In the whole world there is no lash more effective, no vitriol more corrosive than this silence in which men cloak their various infamies.

Everest had been far more outspoken than most men would have been, but he also, as the days went by, seemed to grow more reserved, more silent. A sort of abstraction seemed to enclose him, and often after a day's expedition, in the evening, when they had gone to their own tent—those evenings which formerly had been so dear to her—he would lie down on the camp sofa and fall apparently into a reverie which left him hardly conscious of her presence. Looking at him she could see his face had a pained, abstracted pallor on it. She could not tell of what he was thinking, but she knew that he was desiring another and that she stood between.

And the strain of all this was so great that it seemed to her she must escape from it or go mad. But there was no escape for any of them from each other. Like a lot of hostile animals in a cage, they were shut up together in the camp to quarrel as they chose, and on all sides the sandy waste hemmed them in.

One day she went out a little way from her tent with her easel and colours. She was alone.
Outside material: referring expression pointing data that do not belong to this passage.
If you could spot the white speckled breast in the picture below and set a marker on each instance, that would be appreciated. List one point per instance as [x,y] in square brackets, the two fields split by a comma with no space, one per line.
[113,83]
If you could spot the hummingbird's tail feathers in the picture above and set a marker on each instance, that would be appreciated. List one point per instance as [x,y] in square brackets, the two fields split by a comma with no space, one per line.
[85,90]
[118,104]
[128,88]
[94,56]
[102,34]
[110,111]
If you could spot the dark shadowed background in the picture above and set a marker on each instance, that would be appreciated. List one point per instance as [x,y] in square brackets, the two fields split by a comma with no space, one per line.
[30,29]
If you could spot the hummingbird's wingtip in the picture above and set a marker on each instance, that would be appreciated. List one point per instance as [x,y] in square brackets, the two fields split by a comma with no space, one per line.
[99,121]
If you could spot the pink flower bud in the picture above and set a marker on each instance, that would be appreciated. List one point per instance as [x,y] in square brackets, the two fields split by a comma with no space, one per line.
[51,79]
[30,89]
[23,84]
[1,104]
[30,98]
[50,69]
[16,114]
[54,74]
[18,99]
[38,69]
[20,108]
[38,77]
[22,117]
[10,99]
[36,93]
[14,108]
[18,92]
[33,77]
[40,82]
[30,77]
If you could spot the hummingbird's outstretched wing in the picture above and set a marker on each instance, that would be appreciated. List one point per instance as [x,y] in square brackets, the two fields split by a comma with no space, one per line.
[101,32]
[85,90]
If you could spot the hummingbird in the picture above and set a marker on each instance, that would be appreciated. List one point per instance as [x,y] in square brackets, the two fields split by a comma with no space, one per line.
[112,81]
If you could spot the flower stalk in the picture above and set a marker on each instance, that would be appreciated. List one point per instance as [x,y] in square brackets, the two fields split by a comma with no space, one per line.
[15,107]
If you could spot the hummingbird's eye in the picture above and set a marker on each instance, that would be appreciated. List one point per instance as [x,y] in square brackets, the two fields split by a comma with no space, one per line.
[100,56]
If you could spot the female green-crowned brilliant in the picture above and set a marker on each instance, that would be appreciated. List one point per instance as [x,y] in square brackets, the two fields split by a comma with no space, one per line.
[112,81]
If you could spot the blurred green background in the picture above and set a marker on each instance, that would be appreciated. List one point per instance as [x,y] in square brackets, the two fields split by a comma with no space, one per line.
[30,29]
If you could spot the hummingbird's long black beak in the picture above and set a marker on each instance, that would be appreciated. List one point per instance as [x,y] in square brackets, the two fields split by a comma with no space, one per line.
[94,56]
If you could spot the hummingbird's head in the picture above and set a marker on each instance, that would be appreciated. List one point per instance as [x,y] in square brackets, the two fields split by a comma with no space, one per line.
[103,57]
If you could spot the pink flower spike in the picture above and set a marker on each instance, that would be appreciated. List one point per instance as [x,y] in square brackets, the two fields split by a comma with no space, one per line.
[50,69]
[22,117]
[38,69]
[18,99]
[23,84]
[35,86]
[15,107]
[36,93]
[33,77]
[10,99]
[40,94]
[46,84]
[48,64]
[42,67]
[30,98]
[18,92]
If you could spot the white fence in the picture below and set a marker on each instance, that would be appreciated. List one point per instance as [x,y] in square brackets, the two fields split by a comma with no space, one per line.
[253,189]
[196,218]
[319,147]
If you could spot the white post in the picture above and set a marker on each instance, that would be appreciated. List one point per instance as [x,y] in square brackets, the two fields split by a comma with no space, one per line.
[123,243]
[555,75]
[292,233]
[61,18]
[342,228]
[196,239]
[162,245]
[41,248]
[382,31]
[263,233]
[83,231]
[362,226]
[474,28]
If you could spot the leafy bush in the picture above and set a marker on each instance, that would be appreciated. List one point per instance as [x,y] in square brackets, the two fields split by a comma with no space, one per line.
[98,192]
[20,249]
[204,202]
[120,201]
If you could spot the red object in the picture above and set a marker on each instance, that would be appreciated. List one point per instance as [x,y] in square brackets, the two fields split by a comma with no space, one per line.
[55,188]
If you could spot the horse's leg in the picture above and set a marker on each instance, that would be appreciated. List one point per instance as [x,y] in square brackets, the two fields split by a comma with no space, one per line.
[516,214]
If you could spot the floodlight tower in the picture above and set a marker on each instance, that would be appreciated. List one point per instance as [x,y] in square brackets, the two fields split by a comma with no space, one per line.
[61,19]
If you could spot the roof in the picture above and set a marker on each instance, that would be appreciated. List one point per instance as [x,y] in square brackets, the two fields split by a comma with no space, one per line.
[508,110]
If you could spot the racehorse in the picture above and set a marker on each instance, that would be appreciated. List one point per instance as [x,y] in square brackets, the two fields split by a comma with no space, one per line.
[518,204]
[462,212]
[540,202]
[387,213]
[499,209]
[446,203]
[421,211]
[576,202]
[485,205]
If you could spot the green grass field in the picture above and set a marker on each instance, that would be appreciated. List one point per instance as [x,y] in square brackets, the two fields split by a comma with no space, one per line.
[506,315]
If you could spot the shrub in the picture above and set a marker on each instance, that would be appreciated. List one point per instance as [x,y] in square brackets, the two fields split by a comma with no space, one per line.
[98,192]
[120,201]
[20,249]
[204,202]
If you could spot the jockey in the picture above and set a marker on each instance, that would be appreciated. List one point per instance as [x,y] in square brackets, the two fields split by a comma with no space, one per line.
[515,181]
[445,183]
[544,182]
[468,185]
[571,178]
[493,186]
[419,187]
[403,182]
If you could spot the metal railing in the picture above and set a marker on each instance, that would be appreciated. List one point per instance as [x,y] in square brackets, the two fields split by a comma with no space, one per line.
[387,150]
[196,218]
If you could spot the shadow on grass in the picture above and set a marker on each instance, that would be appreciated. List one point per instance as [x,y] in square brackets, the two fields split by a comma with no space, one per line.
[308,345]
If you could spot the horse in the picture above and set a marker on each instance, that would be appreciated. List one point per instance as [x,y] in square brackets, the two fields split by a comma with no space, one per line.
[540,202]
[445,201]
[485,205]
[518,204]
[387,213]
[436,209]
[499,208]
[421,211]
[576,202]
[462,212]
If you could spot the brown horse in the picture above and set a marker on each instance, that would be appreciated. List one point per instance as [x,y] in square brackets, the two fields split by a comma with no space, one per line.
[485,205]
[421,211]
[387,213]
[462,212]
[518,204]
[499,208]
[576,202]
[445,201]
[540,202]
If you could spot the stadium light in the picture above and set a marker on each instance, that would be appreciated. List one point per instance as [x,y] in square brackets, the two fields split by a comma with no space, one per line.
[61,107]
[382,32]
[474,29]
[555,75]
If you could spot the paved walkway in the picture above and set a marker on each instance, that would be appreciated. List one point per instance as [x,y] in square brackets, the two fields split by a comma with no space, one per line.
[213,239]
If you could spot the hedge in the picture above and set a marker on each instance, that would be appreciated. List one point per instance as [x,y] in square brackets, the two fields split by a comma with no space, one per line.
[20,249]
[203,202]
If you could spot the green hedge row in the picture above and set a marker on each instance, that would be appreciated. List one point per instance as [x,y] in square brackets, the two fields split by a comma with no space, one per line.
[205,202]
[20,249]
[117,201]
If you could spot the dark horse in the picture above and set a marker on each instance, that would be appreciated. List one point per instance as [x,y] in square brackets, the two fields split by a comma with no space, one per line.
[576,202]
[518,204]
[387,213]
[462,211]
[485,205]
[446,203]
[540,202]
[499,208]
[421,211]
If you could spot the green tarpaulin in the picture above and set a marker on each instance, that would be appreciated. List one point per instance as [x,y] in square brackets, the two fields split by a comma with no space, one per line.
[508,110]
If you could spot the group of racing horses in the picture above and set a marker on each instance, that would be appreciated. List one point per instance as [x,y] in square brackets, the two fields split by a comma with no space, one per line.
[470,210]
St John, James and Graham had gone out quite early, and Everest and Sybil, after luncheon, had strolled away together among the palms. She did not know where they had gone, nor did it matter. She never sought to spy upon them or follow them or to see where they went or what they did. The fact that Everest wished to be with the girl was all that mattered. The intense bitterness of this knowledge was so overwhelming that all detail of pain and distress was lost in it.

To-day, left alone in the suffocating heat of midday in the tent, with nothing but her hatred of Sybil, her passion for Everest and her sick misery in the present situation for companion, she felt as if her brain would give way.

She must get out, under the open sky, in the shade of the grove, and perhaps she could lose herself temporarily in some inspiration. She must, in some way, break up the maddening circle of her thoughts. Suppose she lost her reason and killed or injured Everest! The mere thought filled her with cold horror and fear. Never, never, never, whatever he did, however he made her suffer, would she in her sane moments retaliate, never could she hurt or harm this man who had given her so much happiness. But after all the brain is an unstable thing—she would not know what she did if the veil of madness were suddenly drawn over it.

Oppressed by this new thought, she gathered her painting materials together and wandered slowly through her tent door towards the shadiest part of the grove.

There were two palms leaning a little together which caught her eye, and between them a tiny brown tent by a clump of banana-trees, the whole forming a little picture in glowing light and wavering shade, and she dropped down here, weary and heart-sick, putting up her easel and trying to set her mind upon her work.

Her talent was so great that even in that state of pain and suffering her hand obeyed her will almost mechanically, and she soon had the whole sketched in on the paper.

She was just commencing the colouring when she heard voices close to her and quivered and grew deadly pale as she recognised Everest's and its gentle tones.